Influence of crosslink ratio on the thermomechanical properties of polymer nanocomposites and interphase: a molecular dynamics simulation

Abstract

The effect of different crosslink ratios on the thermal and mechanical properties of thermoset epoxy-based nanocomposites are investigated by molecular dynamics (MD) simulations and a sequential scale bridging method. For establishing molecular models crosslinked epoxy structures composed of epoxy resin EPON 862 and curing agent TETA with a wide range of crosslink ratios are considered. Silica (SiO2) nanoparticles having different radii are introduced as a filler material in order to analyze the characteristics of interphase regions regarding the particle size effect. The elastic modulus and thermal expansion coefficient of various unit cells with different crosslink ratios and particle sizes are investigated using MD simulations.
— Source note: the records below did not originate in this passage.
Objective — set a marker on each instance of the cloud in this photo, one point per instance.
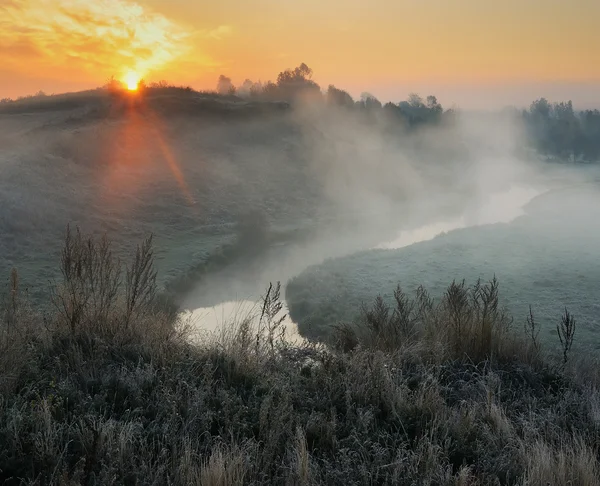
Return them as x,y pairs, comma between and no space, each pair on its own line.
107,36
220,32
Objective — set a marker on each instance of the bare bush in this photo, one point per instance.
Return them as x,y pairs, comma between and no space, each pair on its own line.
566,333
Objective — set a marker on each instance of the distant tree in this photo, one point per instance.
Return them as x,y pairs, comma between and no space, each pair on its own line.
296,82
270,90
339,97
256,89
160,84
369,103
225,86
246,88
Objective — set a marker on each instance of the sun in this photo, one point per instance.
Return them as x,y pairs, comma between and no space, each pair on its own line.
132,81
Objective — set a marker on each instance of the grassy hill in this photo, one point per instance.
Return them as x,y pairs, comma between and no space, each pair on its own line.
108,390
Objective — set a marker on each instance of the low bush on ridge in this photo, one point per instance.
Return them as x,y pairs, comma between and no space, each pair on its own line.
105,389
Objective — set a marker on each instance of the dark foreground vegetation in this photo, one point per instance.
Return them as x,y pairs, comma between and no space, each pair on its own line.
105,389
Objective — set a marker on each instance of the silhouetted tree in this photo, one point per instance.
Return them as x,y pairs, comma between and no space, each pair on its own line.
339,97
225,86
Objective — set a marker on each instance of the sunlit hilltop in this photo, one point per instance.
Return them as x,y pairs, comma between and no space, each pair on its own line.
306,243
The results illustrate that the degree of bulk property changes of nanocomposites with respect to crosslink ratios is lower than the cases of pure epoxy structures. For the quantification of the properties of interphase regions, the interaction energy densities are investigated and a sequential scale bridging method is applied. The interaction between the particle and matrix is weakened as the crosslink ratio increases. Moreover, the elastic modulus of interphase is reduced and the size effects on thermal expansion of interphase are hindered with the presence of more crosslinked networks. The results indicate that the interphase behaviors are significantly diminished as crosslink ratio increases.